I was similarly unimpressed with the next waves of positiveness that washed through the therapy world: affirmations, self-esteem-building, and Seligman’s pursuit of happiness. I figured from the start of my career that the only realistic goal would include a balance between happiness and sorrow, and the resources to survive both. I just kept pursuing that peace of mind I’d been hearing about from my clients. I felt sure that concentrating only on happiness would deny the part of life that has the most to teach us.

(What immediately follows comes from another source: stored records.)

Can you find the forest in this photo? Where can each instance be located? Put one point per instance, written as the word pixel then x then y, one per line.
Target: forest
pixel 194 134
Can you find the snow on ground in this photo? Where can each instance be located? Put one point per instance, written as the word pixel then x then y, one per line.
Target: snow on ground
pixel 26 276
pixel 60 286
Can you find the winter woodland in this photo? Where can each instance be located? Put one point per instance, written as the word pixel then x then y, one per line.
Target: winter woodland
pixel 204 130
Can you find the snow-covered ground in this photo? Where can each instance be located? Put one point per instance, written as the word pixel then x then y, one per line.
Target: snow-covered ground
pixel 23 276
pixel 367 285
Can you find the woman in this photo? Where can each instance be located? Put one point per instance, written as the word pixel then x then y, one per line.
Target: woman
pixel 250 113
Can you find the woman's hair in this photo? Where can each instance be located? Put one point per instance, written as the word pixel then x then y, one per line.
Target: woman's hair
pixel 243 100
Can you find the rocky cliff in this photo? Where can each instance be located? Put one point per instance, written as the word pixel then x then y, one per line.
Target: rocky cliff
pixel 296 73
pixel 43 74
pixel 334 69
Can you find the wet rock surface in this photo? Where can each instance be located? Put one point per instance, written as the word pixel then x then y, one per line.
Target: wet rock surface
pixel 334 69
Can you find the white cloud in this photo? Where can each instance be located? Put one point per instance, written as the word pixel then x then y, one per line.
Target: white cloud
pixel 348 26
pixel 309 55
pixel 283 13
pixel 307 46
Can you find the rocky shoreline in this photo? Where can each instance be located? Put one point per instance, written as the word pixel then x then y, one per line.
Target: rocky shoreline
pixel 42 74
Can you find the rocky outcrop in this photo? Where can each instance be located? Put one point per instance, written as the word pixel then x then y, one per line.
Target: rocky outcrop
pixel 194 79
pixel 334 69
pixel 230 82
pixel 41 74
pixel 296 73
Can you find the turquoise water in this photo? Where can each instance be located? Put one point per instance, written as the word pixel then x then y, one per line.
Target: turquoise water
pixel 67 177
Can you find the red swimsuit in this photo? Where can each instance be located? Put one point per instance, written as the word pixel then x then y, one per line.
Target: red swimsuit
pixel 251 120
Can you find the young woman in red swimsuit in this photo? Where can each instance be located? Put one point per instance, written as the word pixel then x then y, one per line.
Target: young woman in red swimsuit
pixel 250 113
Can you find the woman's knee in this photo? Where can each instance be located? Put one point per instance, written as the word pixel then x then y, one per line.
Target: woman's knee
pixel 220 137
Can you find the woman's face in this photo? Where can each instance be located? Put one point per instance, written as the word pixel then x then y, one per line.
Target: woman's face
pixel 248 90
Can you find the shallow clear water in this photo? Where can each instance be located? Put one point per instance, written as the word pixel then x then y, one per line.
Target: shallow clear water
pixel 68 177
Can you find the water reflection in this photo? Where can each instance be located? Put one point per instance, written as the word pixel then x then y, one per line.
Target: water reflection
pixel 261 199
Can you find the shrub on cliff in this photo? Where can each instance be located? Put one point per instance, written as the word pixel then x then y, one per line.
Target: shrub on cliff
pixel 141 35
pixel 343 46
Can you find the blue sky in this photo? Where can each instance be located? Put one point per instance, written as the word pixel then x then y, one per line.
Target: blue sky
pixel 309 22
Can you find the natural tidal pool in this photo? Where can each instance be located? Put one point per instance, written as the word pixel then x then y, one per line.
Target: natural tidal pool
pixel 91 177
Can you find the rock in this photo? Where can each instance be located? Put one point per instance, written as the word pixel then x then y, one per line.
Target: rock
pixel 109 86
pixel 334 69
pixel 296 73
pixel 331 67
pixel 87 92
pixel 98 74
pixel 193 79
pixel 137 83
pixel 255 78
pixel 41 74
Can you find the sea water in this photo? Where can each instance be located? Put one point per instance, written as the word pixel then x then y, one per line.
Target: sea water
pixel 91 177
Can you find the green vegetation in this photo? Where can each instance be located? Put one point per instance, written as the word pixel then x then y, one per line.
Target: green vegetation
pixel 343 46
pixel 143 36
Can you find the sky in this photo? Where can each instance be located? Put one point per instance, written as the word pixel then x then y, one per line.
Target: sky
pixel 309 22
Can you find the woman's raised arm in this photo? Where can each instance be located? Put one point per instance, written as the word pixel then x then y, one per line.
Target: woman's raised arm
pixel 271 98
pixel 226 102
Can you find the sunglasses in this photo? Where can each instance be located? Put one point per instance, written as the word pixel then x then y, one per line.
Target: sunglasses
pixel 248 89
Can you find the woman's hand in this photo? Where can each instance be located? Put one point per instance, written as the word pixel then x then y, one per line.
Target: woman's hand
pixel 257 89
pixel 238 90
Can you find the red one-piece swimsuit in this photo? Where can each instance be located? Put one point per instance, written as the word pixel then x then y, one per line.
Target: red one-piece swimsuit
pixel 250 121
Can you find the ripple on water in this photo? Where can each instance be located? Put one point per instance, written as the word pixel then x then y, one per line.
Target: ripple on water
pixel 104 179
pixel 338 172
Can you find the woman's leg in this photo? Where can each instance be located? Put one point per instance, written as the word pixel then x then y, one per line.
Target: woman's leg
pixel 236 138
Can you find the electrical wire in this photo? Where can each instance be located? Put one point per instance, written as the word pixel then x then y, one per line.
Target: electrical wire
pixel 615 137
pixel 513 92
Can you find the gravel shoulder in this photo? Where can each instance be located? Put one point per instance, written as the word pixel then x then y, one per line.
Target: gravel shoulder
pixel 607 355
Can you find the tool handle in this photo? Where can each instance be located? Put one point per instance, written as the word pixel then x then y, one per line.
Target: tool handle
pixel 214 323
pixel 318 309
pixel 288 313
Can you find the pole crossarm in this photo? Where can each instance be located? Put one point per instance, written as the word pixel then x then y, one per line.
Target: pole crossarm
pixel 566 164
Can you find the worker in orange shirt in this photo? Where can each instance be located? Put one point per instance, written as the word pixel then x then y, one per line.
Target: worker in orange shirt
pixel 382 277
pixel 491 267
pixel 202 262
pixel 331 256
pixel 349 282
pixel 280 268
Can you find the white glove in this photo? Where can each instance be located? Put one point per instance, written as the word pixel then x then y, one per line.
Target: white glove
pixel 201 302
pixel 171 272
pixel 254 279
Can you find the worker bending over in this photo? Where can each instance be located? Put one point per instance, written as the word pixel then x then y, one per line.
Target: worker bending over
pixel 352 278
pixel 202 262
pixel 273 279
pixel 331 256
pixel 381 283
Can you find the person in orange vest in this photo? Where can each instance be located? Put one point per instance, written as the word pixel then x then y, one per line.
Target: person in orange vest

As is often the case, science eventually catches up and proves what we already know. Now in Seligman’s new frontier he’s decided to shoot for well-being instead of happiness.  He says that it rests on positive emotions (including happiness), as long as other factors are present, things like engagement, relationship, meaning, and accomplishment. Sounds a little familiar to me  – an ambitious goal beyond symptom relief, created by weaving together a variety of elements. Well, duh, Doc, if only we’d been able to have this conversation years ago, maybe I could have been your guru.
In the end, I have to hand it to him. He’s gone far beyond the scope of what I accomplished at my little office. He’s now helping institute his principles in schools here and in Australia, and more recently in the Army to address the needs of returning war vets. And he has maneuvered his new passion for building resilience over treating pathology to the center of his profession.
When I got to the end of the book, my doubts evaporated. This touchy, self-aggrandizing researcher talks not about the pathology of Post-Traumatic Stress Disorder, but about the strength and wisdom that comes from Post-Traumatic Growth.
            So we agree. For the best life, go ahead and assemble those positive emotions all you want, but add engagement, throw in some relationships and accomplishments, and wrap it up with meaning. When things really go wrong and life gets as bad as it can, look for strengths to emerge.  Yes. After all our problems, Dr. Seligman and I have ended up on the same team.